The invention also provides a method of maintaining normal structure and function of the skin and mucous membranes comprising the step of administering an effective amount of formulation described herein to a subject.

We have made the surprising discovery that B. infantis 35624 induces the immune-regulatory enzyme RALDH2 in dendritic cells and the product of this enzyme, retinoic acid, was essential for the induction of regulatory T cells. Thus, a formulation which combines the substrate, i.e vitamin A or its derivatives, with a bacterial strain that induces expression of the enzyme responsible for substrate conversion will ensure the optimal conversion of the substrate to its immunologically active product. This formulation will provide a profound therapeutic benefit in patients suffering from inflammatory disorders.

a graph showing gene expression of the enzymes required for retinoic acid metabolism, RALDH1 , 2 & 3, quantified every 4 hours, until 24 hours, following B. infantis stimulation. RALDH2 rapidly increased in expression, peaking at 12 hours following stimulation. Retinoic acid production by dendritic cells is an important feature of mucosal immune health.

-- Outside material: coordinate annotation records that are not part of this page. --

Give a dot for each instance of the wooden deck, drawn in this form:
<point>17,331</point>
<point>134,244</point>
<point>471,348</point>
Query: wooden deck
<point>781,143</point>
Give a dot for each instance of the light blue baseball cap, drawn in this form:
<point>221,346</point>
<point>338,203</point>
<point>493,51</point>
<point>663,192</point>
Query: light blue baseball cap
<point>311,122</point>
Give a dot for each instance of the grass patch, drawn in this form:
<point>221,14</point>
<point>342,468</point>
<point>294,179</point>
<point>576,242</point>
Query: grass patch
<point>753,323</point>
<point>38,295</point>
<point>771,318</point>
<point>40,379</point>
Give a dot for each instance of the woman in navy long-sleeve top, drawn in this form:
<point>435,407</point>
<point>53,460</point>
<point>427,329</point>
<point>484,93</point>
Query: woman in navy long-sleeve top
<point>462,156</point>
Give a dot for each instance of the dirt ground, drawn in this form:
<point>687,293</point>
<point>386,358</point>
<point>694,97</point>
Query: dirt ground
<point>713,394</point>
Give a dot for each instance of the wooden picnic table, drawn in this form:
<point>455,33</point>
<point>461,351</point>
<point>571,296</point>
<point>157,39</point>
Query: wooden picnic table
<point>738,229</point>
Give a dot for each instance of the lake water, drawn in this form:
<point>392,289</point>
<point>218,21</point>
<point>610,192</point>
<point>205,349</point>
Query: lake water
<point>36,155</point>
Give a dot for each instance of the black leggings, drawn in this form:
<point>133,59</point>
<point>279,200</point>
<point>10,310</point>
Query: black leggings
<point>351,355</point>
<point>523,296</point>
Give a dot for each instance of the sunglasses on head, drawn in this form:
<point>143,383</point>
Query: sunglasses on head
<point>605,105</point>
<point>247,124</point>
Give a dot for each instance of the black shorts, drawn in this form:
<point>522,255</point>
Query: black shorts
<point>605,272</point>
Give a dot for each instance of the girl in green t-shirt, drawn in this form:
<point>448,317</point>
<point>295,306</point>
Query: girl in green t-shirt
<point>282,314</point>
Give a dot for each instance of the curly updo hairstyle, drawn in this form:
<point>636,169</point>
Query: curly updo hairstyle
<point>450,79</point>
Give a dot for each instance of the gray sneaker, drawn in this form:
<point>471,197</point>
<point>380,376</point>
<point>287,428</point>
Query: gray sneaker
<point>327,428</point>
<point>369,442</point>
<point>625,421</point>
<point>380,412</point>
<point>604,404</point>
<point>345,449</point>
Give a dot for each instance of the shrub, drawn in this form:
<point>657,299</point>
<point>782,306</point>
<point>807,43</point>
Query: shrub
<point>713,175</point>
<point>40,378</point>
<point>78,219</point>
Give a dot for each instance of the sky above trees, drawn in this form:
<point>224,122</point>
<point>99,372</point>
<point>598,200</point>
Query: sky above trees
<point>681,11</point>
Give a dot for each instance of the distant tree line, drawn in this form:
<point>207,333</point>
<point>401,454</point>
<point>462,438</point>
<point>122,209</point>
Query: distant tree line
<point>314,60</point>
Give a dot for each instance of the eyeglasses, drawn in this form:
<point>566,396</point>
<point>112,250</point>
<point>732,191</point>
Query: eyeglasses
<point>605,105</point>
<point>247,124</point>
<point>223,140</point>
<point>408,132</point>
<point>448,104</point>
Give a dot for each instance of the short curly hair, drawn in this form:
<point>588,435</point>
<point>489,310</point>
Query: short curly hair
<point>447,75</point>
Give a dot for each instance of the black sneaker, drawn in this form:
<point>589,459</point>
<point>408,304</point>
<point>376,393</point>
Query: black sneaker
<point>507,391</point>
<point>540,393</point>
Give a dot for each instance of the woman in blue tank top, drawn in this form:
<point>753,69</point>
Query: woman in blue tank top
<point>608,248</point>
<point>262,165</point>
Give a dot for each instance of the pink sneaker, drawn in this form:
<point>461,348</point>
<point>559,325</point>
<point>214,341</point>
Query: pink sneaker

the induction of vitamin A metabolizing enzymes by B. infantis 35624 is an essential molecular step in its ability to suppress proinflammatory disorders.

An example of base dosage,
B. infantis 5-10mg (> I x 109 cfu) in cryoprotectant (inc. sucrose, trehalose, sodium citrate) Vitamin A* (retinol) 2500-5000 IU

If there were to be a case for this, this could be a problem from birth, early antibiotic exposure, food poisoning, or drug exposure like Accutane.

Even if I was right about some of this, I needed to figure this out at least 20 years ago.